Nuns: State leaves homes empty as hundreds wait

By Simon Collins, Julian Lee

Sisters of Mercy Wiri Anne Hurley (left) and Margaret Martin found empty and damaged homes. Photo / Dean Purcell
Sisters of Mercy Wiri Anne Hurley (left) and Margaret Martin found empty and damaged homes. Photo / Dean Purcell

Two nuns are outraged that state houses in South Auckland in poor condition are being left empty by Housing New Zealand while hundreds wait for somewhere to live.

Margaret Martin and Anne Hurley of the Sisters of Mercy in Wiri surveyed the area and found two dozen houses unoccupied for extended periods. The nuns began the survey in late May and don't know how long the houses had already been empty.

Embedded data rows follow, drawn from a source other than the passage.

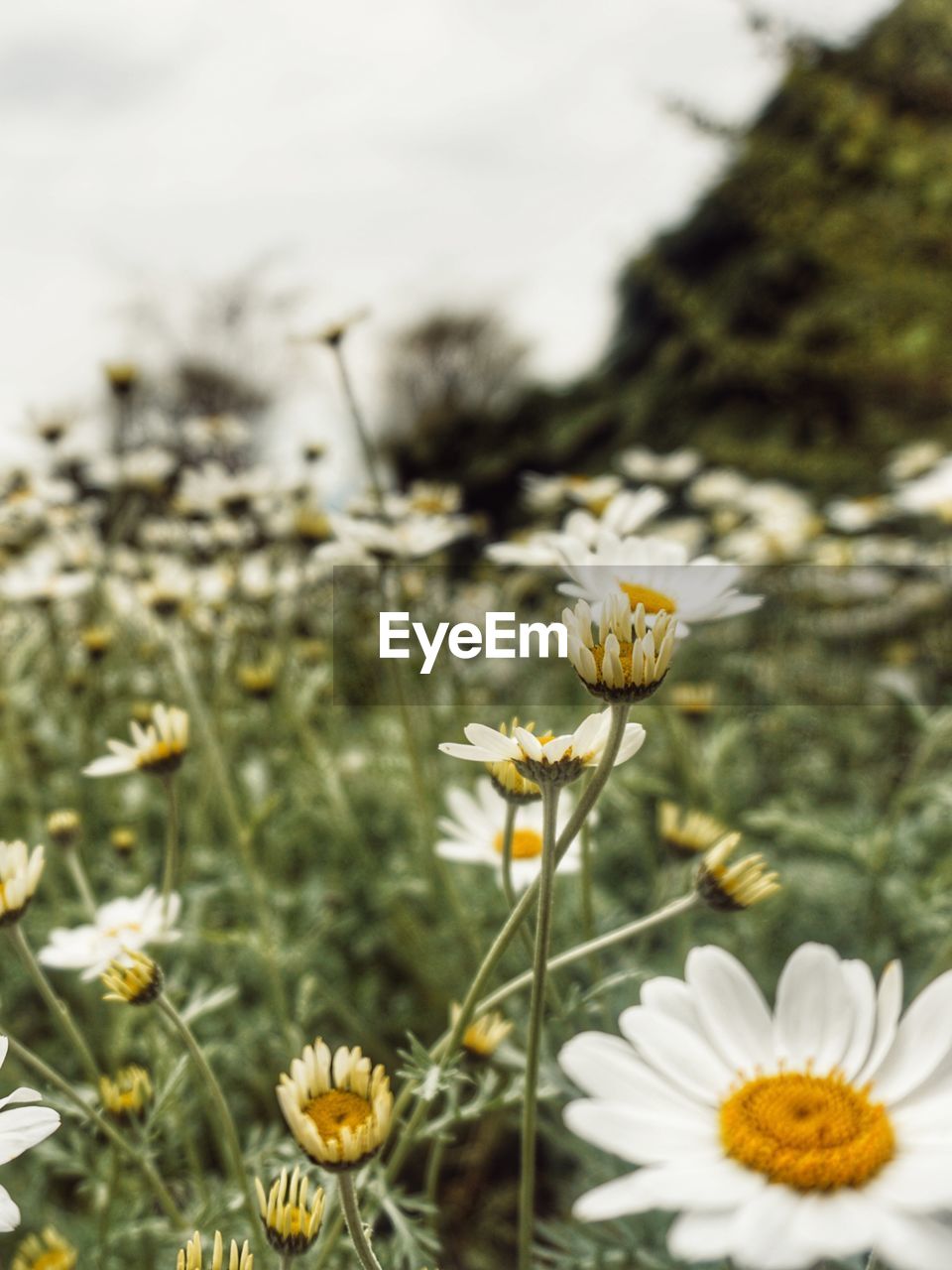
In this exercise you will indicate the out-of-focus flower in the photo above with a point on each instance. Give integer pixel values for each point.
(661, 576)
(688, 832)
(338, 1109)
(134, 979)
(291, 1224)
(627, 662)
(190, 1256)
(782, 1138)
(158, 748)
(21, 870)
(475, 832)
(46, 1251)
(547, 757)
(128, 1093)
(63, 826)
(671, 468)
(121, 926)
(731, 887)
(21, 1128)
(485, 1034)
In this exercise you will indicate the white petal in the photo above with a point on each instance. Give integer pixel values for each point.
(733, 1010)
(9, 1211)
(701, 1236)
(916, 1182)
(763, 1237)
(671, 997)
(909, 1242)
(814, 1019)
(862, 987)
(607, 1067)
(638, 1135)
(923, 1039)
(23, 1128)
(679, 1052)
(889, 1005)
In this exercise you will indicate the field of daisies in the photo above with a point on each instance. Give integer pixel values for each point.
(636, 957)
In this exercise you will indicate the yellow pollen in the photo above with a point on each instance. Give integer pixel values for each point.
(814, 1133)
(527, 843)
(338, 1110)
(654, 601)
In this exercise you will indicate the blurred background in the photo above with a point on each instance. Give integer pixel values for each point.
(665, 222)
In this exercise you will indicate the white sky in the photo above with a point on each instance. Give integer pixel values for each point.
(509, 153)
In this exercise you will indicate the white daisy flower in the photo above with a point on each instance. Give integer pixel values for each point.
(546, 757)
(157, 748)
(821, 1129)
(21, 1128)
(125, 925)
(658, 574)
(474, 833)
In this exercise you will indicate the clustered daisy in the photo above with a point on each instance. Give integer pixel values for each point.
(547, 758)
(816, 1130)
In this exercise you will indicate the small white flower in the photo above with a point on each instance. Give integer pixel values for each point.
(474, 833)
(820, 1129)
(547, 757)
(658, 574)
(21, 1128)
(121, 926)
(158, 748)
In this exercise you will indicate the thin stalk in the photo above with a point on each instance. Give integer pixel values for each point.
(363, 435)
(59, 1082)
(352, 1215)
(221, 1106)
(56, 1005)
(449, 1043)
(80, 880)
(537, 1010)
(172, 841)
(683, 905)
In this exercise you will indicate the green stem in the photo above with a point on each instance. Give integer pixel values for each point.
(683, 905)
(448, 1046)
(537, 1010)
(221, 1106)
(352, 1215)
(58, 1007)
(172, 841)
(81, 881)
(363, 435)
(59, 1082)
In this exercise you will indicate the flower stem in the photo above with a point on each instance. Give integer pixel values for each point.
(53, 1078)
(221, 1106)
(58, 1007)
(363, 435)
(537, 1010)
(352, 1215)
(81, 881)
(172, 842)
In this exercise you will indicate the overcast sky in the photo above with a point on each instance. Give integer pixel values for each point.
(506, 153)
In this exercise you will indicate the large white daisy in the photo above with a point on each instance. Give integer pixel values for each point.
(122, 925)
(21, 1128)
(474, 833)
(823, 1129)
(658, 574)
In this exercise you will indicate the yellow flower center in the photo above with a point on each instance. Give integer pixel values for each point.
(654, 601)
(814, 1133)
(527, 843)
(338, 1110)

They say some of the houses people eventually move into are in a disturbing state, some with boarded up and broken windows, others with graffiti on the walls.

Sister Martin said HNZ was not doing its job.

"Expecting people to live in those houses and look after them when the state isn't presenting them in a good condition to begin with is not good."

State house tenant Falakesi Fifita said the state house she recently moved into was cold and dirty.

Mrs Fifita has a heart condition and the nuns feel the run-down property is no help.

But the sisters are only scratching the surface of a much larger issue.

Housing New Zealand revealed this year that at one time there were more than 280 empty state houses in Otara, Wanganui, Napier and Hastings.

In July it was announced that 65 of 389 state houses - about one in six - in the Napier suburb of Maraenui have been empty for some time.

Housing New Zealand spokeswoman Marie Winfield said some homes were vacant because repairs were being done.

But this accounts for only a small fraction of the vacant properties - the agency is planning to sell many of its homes.

Ms Winfield said the reason for the vacancies was a decline in demand for state housing, which was different according to each region.

"Most of our demand in Otara is for large, four-plus bedroom homes - there is an excess number of three-bedroom properties.

Demand for state housing in Wanganui has been declining for years as people needing affordable rental accommodation in the town have better choice in the private rental market."

Housing New Zealand manager Sean Bignell said people no longer want to live in certain areas.

"We have a number of vacant houses in Maraenui because very few people want to live in the area, and those that do, do not want to rent the houses that we have available."

He said the vacant properties were attracting vandals and crime, and it was likely they would be removed.

The agency's new plans coincide with a Salvation Army report on the Auckland housing crisis which says the Government and Auckland Council are doing little to address the problem.

It cites a Department of Building and Housing report that estimates that Aucklanders will need 4500 houses a year more than will be available - a shortfall of 90,000 houses over the next 20 years.